Step 3: Setting Up a "Zero-Tolerance" Alerting Policy

Now we'll create the policy that sends you a notification as soon as a new error is logged.

Create an Alerting Policy: Go to Cloud Monitoring > Alerting > Create Policy.
Select Your Metric: In the "Select a metric" dialog, search for the name of the metric you just created: cloud-run-all-errors.
Note: If it doesn't appear, you need to wait for a new error to
be logged in your service. The metric won't be searchable until
it has received its first data point.
Configure the Trigger:
- Condition: Any time series violates a value threshold
- Threshold: Is above
- Value: 0
- For: 1 minute (This ensures you get an alert as soon as the first error occurs, and the metric count goes above zero).
Add Your Notification Channel: If you haven't already, you need to create a notification channel (e.g., your email address) in Alerting > Edit notification channels.
Select your email channel to receive notifications.
Finalize the Alert:
- Give the policy a descriptive name, like "Cloud Run: First Error Detected."
- In the Documentation section, add a helpful message. This is essential, as it will be included in the email. It should tell you where to go to find the error. A perfect addition is a link to the Logs Explorer with a pre-filled query:

Troubleshoot this issue by checking the logs:

https://console.cloud.google.com/logs/query;query=resource.type%3D"cloud_run_revision"%20AND%20severity%3E%3DERROR;timeRange=1h

Finally, click "Create Policy" and you're all set!

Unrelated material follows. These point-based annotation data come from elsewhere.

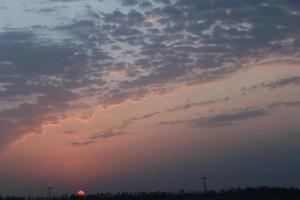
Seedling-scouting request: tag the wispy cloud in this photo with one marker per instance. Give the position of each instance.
(159, 45)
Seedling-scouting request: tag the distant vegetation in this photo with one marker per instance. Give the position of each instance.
(260, 193)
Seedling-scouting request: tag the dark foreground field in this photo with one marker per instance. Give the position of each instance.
(261, 193)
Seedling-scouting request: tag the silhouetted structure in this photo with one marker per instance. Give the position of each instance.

By following these steps, you've established a robust, centralized alerting system for your Cloud Run environment. You've moved beyond reactive troubleshooting and can now proactively respond to issues the moment they happen. This "set it and forget it" approach not only gives you peace of mind but is a critical step in building reliable and scalable cloud-native applications.